Dünyada ki solcular gibi Türkiye solcusunun da kafası çok karışık, çok karışık olduğu içinde birçok soruya net yanıt veremiyor, veriyormuş gibi yapıyor...

Ülkemizin öznel sorunu gibi duran bir adı konulmamış ama müzakere massı devrilen iç savaş vardır.Yaşadığımız iç savaştan dolayı en önemli mesele, yurtseverlik ya da vatanseverlik kavramı sürekli gündemde duruyor. Vatan sevgisini ülke birliği ve bütünlüğünü korumaya mecbur jandarmanın zihni ile karıştırılanlar, diğer kesim ise ben jandarma değilim birisi ayrılmak istiyorsa ayrılsın diyerek sorgusuz sualsiz destekleme ve hatta onların safında savaşma olarak algılıyor... Bunların dışında olan alternatifler genel kabul görmüyor, çünkü toplum baskısı ve de devlet baskısı diğer alternatiflerin yaşaması için ortam yaratmıyor.

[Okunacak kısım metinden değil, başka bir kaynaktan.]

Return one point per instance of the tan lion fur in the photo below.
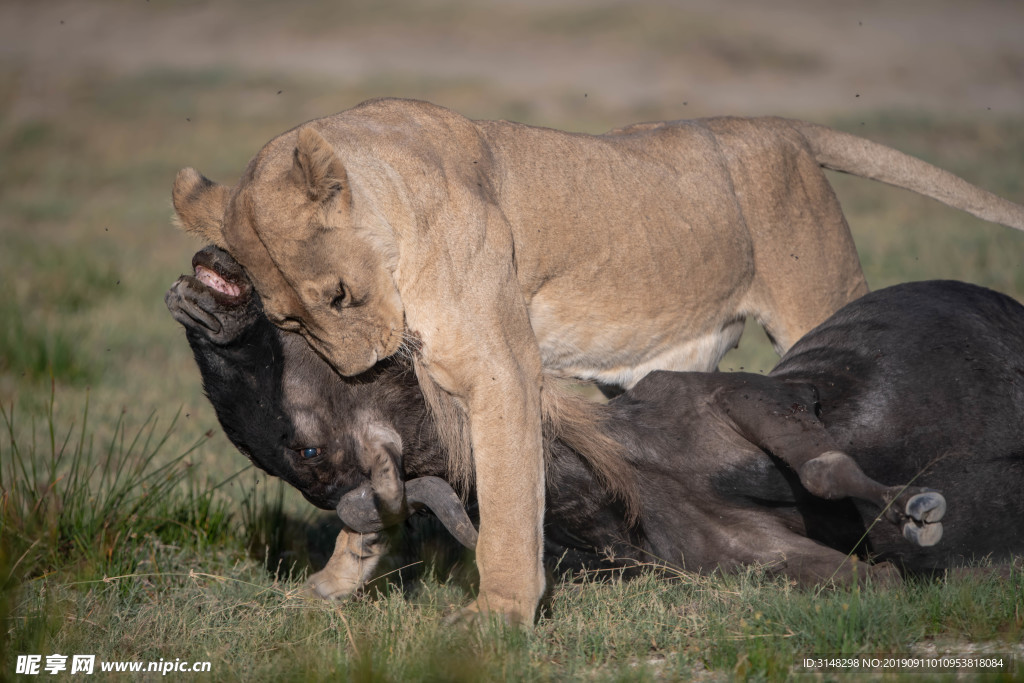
(514, 254)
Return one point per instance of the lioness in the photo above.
(492, 250)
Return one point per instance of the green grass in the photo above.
(128, 538)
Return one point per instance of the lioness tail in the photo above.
(848, 154)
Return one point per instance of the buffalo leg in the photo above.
(780, 418)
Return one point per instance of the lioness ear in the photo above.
(316, 168)
(200, 205)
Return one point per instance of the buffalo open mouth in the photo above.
(217, 297)
(216, 283)
(215, 269)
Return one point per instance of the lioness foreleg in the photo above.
(352, 563)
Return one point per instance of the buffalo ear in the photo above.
(316, 168)
(200, 205)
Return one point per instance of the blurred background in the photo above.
(102, 101)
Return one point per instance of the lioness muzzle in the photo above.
(357, 508)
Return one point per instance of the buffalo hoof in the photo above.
(924, 512)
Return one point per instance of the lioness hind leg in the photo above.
(353, 561)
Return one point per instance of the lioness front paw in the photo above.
(324, 586)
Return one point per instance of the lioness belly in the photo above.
(622, 353)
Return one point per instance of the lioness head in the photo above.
(320, 258)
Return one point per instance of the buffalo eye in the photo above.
(341, 298)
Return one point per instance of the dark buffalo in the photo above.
(918, 385)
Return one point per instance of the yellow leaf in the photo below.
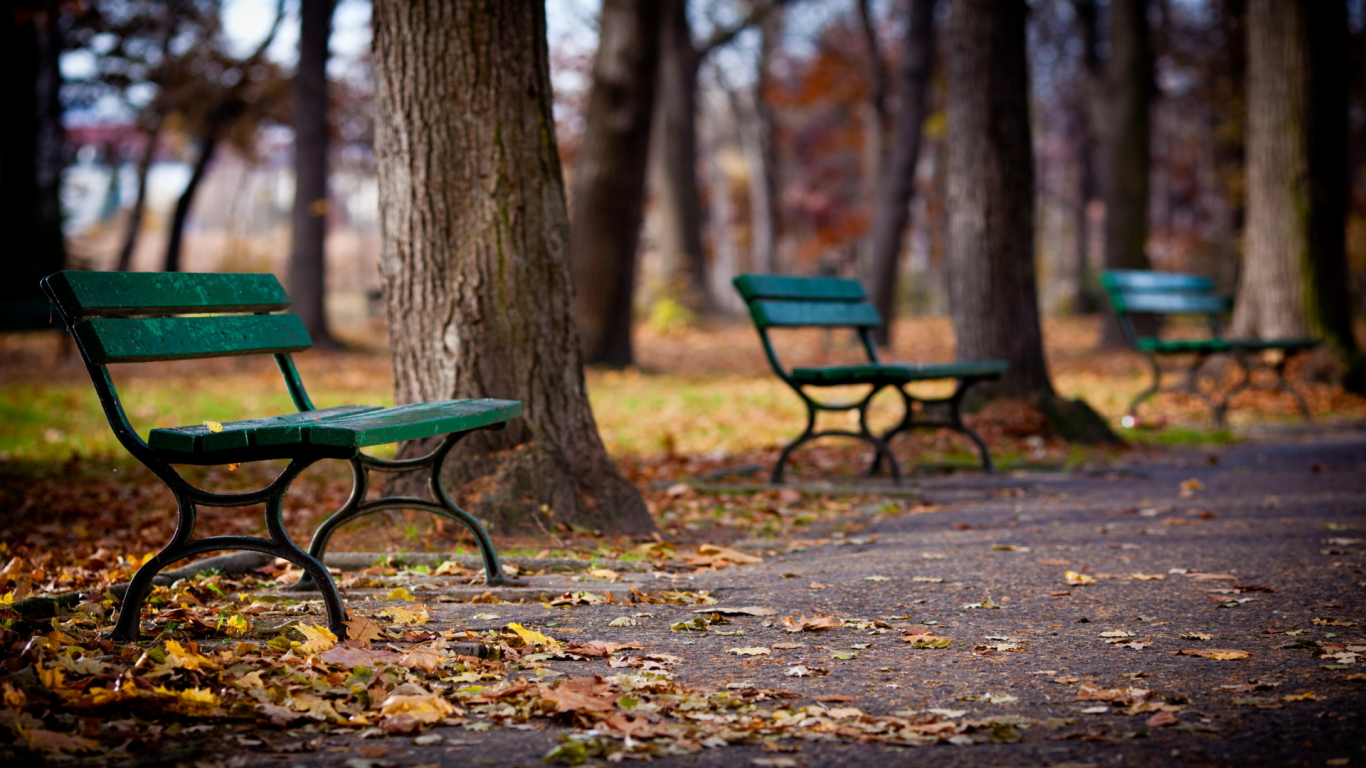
(320, 638)
(533, 637)
(409, 615)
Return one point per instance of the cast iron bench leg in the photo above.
(185, 545)
(955, 422)
(355, 506)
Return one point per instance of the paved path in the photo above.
(1258, 547)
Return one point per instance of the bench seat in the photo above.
(342, 429)
(895, 373)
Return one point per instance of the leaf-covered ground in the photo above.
(1159, 606)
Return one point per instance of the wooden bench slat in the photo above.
(277, 431)
(799, 289)
(104, 294)
(145, 339)
(1171, 304)
(795, 314)
(1145, 280)
(411, 422)
(898, 373)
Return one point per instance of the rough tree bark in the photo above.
(140, 198)
(1124, 144)
(1294, 279)
(609, 187)
(476, 258)
(991, 194)
(993, 295)
(308, 261)
(30, 157)
(898, 187)
(1273, 283)
(1088, 179)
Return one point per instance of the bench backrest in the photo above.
(1163, 293)
(133, 316)
(782, 301)
(777, 301)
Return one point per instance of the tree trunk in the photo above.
(680, 207)
(30, 157)
(991, 196)
(476, 258)
(1328, 299)
(1275, 280)
(140, 200)
(1088, 182)
(308, 263)
(609, 183)
(898, 187)
(1124, 144)
(208, 148)
(758, 140)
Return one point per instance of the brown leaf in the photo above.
(817, 622)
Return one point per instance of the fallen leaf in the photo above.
(818, 622)
(318, 638)
(753, 651)
(1220, 653)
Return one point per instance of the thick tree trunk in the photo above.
(208, 148)
(476, 258)
(679, 201)
(991, 194)
(1328, 299)
(609, 182)
(1124, 144)
(1273, 283)
(30, 156)
(898, 187)
(140, 200)
(308, 263)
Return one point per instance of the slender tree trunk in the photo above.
(1328, 299)
(1124, 144)
(1088, 179)
(140, 200)
(476, 258)
(1275, 280)
(680, 207)
(30, 157)
(760, 142)
(898, 187)
(991, 194)
(208, 148)
(609, 181)
(308, 263)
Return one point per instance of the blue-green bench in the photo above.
(777, 301)
(1137, 293)
(145, 317)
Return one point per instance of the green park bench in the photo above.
(122, 317)
(1137, 293)
(832, 302)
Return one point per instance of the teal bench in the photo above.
(831, 302)
(122, 317)
(1137, 293)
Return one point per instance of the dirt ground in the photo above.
(1224, 585)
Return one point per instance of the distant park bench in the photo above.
(1135, 293)
(831, 302)
(144, 317)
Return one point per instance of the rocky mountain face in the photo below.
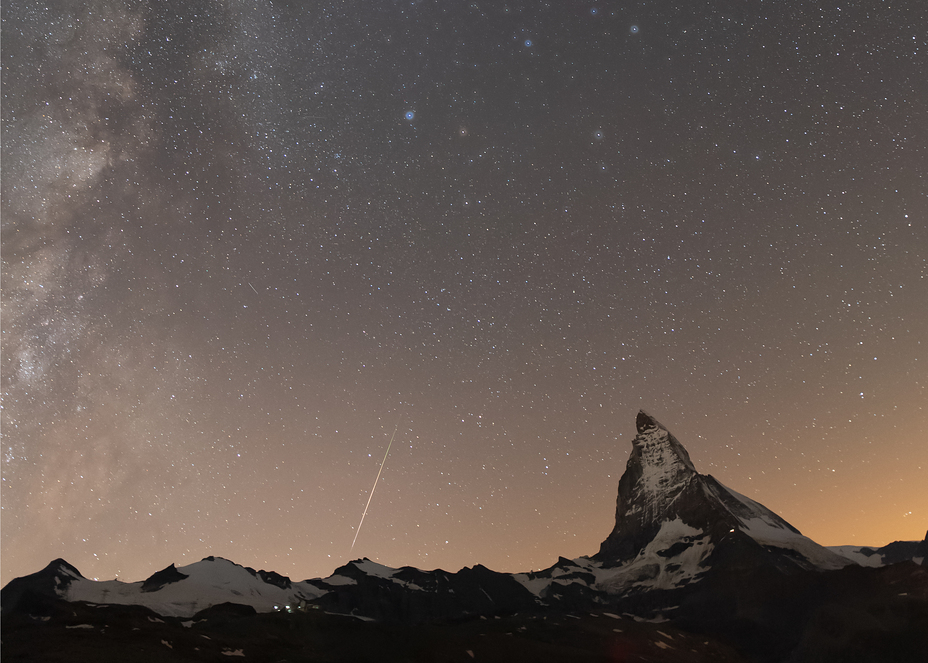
(690, 566)
(662, 490)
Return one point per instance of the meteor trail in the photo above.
(371, 496)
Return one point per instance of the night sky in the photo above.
(244, 242)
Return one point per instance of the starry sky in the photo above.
(243, 243)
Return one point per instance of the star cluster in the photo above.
(242, 244)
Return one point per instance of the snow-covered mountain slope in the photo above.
(665, 506)
(184, 591)
(892, 553)
(674, 529)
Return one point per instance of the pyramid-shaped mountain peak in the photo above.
(661, 486)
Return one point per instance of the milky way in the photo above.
(241, 240)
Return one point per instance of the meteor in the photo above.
(374, 487)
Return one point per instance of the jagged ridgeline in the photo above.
(690, 566)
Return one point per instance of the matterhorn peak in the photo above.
(661, 491)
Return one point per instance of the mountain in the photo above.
(891, 553)
(692, 570)
(665, 504)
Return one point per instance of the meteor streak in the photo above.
(374, 487)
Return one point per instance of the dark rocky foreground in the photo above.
(693, 571)
(853, 614)
(83, 632)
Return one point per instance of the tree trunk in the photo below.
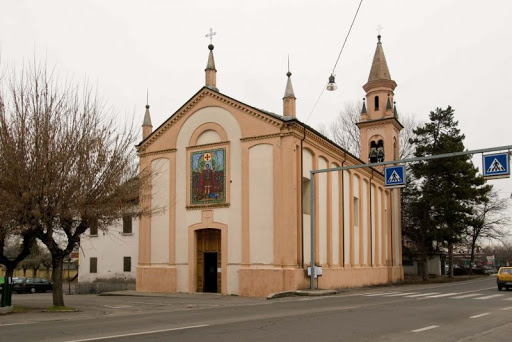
(9, 271)
(58, 295)
(424, 266)
(472, 258)
(450, 260)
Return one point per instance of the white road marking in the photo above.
(441, 295)
(381, 294)
(138, 334)
(426, 328)
(399, 294)
(468, 295)
(487, 297)
(4, 325)
(423, 294)
(481, 315)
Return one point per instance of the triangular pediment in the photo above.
(195, 102)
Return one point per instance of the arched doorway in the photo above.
(208, 258)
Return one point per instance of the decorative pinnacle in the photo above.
(379, 30)
(210, 35)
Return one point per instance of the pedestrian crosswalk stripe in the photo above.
(468, 295)
(487, 297)
(495, 166)
(423, 294)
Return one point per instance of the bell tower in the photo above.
(379, 125)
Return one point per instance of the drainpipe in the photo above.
(343, 210)
(371, 223)
(302, 200)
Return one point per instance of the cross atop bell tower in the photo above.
(379, 126)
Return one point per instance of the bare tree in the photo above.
(344, 131)
(490, 221)
(66, 162)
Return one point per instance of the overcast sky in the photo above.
(439, 52)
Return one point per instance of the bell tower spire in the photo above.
(379, 125)
(289, 96)
(147, 126)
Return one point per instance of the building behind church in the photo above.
(231, 191)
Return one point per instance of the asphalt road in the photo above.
(462, 311)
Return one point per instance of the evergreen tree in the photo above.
(439, 201)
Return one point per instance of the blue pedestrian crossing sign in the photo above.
(394, 176)
(496, 165)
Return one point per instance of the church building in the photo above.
(230, 189)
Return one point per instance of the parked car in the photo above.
(32, 285)
(504, 278)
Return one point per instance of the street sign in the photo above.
(395, 176)
(496, 165)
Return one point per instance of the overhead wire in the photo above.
(337, 60)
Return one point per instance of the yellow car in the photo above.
(504, 278)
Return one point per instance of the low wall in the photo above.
(100, 287)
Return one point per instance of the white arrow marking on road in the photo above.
(426, 328)
(481, 315)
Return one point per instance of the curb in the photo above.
(6, 309)
(312, 293)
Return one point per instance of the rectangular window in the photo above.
(93, 265)
(93, 228)
(127, 264)
(306, 196)
(127, 224)
(356, 212)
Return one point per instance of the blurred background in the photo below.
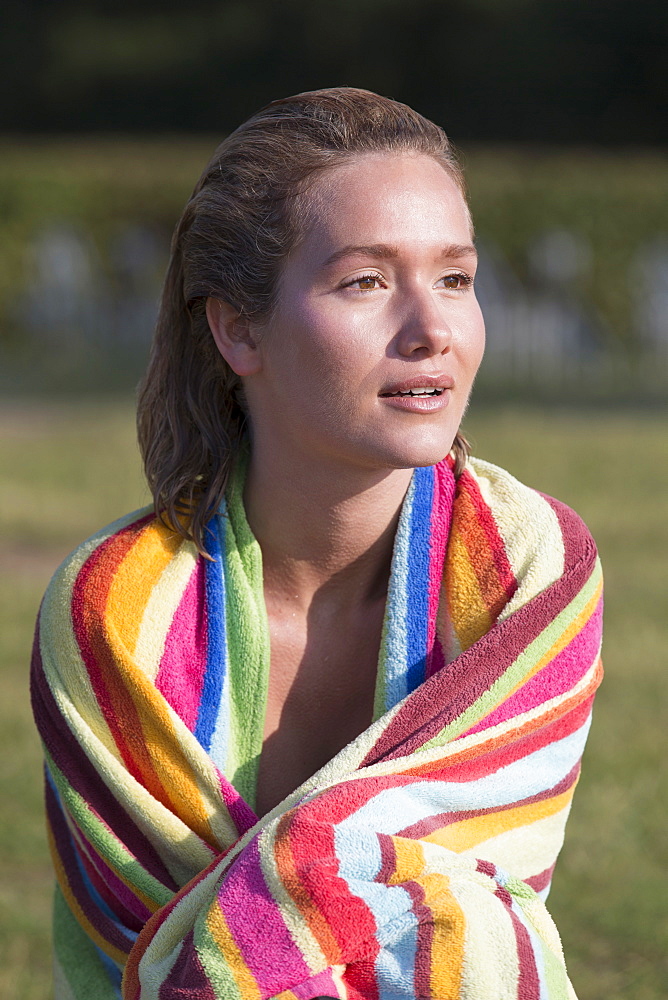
(108, 113)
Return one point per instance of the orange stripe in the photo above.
(448, 922)
(468, 833)
(468, 612)
(109, 949)
(513, 734)
(289, 876)
(222, 935)
(149, 743)
(478, 544)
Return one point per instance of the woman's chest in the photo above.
(320, 694)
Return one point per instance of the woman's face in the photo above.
(371, 353)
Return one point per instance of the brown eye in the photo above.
(456, 282)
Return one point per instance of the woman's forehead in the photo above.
(388, 198)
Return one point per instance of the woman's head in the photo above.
(249, 212)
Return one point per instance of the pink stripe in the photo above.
(182, 667)
(242, 814)
(441, 519)
(558, 677)
(255, 922)
(122, 894)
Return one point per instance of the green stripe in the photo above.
(217, 971)
(518, 670)
(77, 956)
(106, 843)
(248, 643)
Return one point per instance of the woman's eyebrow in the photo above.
(386, 250)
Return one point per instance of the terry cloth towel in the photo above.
(416, 862)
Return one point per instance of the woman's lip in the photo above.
(441, 381)
(419, 404)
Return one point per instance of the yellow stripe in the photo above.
(468, 833)
(120, 957)
(447, 948)
(135, 578)
(468, 611)
(563, 640)
(222, 935)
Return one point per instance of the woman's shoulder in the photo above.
(540, 537)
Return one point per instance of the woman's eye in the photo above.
(457, 281)
(365, 283)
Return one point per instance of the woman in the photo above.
(313, 725)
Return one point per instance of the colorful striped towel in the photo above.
(416, 862)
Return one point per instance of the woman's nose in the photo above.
(424, 326)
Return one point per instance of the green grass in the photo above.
(67, 469)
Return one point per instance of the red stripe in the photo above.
(89, 601)
(441, 518)
(351, 922)
(444, 697)
(424, 827)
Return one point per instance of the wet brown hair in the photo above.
(236, 231)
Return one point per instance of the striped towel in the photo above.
(415, 864)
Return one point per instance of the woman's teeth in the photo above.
(417, 392)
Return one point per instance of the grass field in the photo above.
(67, 469)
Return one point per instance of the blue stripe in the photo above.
(216, 654)
(418, 577)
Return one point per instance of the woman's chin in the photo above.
(409, 455)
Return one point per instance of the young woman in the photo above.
(313, 723)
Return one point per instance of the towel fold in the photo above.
(415, 864)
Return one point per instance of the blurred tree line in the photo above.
(584, 71)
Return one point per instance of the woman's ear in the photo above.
(231, 332)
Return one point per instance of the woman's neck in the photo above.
(324, 529)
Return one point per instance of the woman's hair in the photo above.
(236, 231)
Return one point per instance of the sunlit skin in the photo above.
(379, 292)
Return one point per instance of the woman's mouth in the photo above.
(415, 392)
(421, 393)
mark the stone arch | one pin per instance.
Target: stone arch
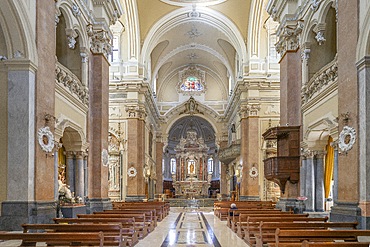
(209, 115)
(363, 45)
(17, 30)
(213, 18)
(316, 135)
(75, 138)
(319, 41)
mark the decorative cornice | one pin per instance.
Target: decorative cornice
(327, 75)
(136, 111)
(100, 42)
(289, 37)
(69, 81)
(249, 110)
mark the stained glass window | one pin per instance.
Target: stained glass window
(191, 83)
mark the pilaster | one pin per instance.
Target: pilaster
(363, 71)
(249, 149)
(159, 168)
(136, 153)
(98, 125)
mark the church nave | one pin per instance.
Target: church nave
(188, 227)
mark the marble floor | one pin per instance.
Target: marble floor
(185, 228)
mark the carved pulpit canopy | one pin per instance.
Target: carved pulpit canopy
(191, 107)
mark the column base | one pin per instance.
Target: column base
(291, 204)
(98, 204)
(345, 211)
(16, 213)
(135, 198)
(249, 198)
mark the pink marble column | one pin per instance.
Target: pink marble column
(159, 168)
(249, 189)
(45, 95)
(136, 157)
(98, 129)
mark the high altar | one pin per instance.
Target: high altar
(191, 178)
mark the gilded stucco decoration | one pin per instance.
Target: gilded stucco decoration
(347, 138)
(104, 157)
(46, 139)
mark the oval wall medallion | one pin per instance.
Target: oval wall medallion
(46, 139)
(347, 138)
(104, 157)
(131, 172)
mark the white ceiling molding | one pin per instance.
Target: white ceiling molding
(180, 16)
(192, 46)
(197, 2)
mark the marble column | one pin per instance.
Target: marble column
(30, 97)
(310, 182)
(70, 181)
(136, 156)
(302, 177)
(249, 188)
(350, 94)
(80, 175)
(159, 168)
(335, 176)
(223, 181)
(363, 68)
(86, 177)
(56, 184)
(319, 182)
(98, 129)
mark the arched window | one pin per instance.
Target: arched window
(173, 165)
(210, 165)
(191, 83)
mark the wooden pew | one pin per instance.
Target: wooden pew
(266, 231)
(233, 220)
(150, 214)
(113, 233)
(246, 221)
(232, 215)
(161, 209)
(57, 238)
(128, 225)
(221, 208)
(140, 223)
(252, 225)
(334, 244)
(296, 237)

Peki, solcu bu ortamda ne yapmalı?

“Ben komşularım ile sıfır sorunlu hatta sınırı olmayan bir dünya özlüyorum ve yaratacağım” iddiasında olmak zorunda… “Tek devlette ben kuracağım rejimimi/devleti yaşatacağım” demek iddiası artık gerçekçi değil...

Sesli düşünüyorum; “Bu teknoloji bilgisi ile ben kuracağım devlette ancak halkıma bugünden daha geri yaşam sunabilirim, o yüzden teknolojik olarak bağımlılık ilişkim olmak zorunda, çünkü teknoloji üretecek ne alt yapım var ne de ona uygun düşünce yapım... Şimdilik soyut özgürlük mücadelesi kavramım var elimde... Hala adına örgütlenme diyebildiğimiz ama saç ayakları eksik olan örgütlenmem, var olan teknoloji içinde bağımlılık ilişkisi... Yaratmış olduğum her hangi bir yazılımım ve aracım yok... Önce bir bağımsız olalım sonra bakarız diye içimizden geçirmekteyiz belki... Ona uygun belki uluslararası bir dayanışma örgütlenebilir...

Neden olmasın!

Ben bugünden geleceğe doğru bir sosyal düşünüce yapısı kuramazsam zaten ortada bir sorun var, geleceğin nüvelerini içinde bulunduğumuz ilişki ağı içinde ekmek ve büyütmek ile sorumluyum... Nasıl bir toplum istiyorum, ona göre örgütsel ilişkimi o isteğe uygun örgütlerim ki, ileride dün/bugün savaştığımız diktatörler içimizden çıkmasın...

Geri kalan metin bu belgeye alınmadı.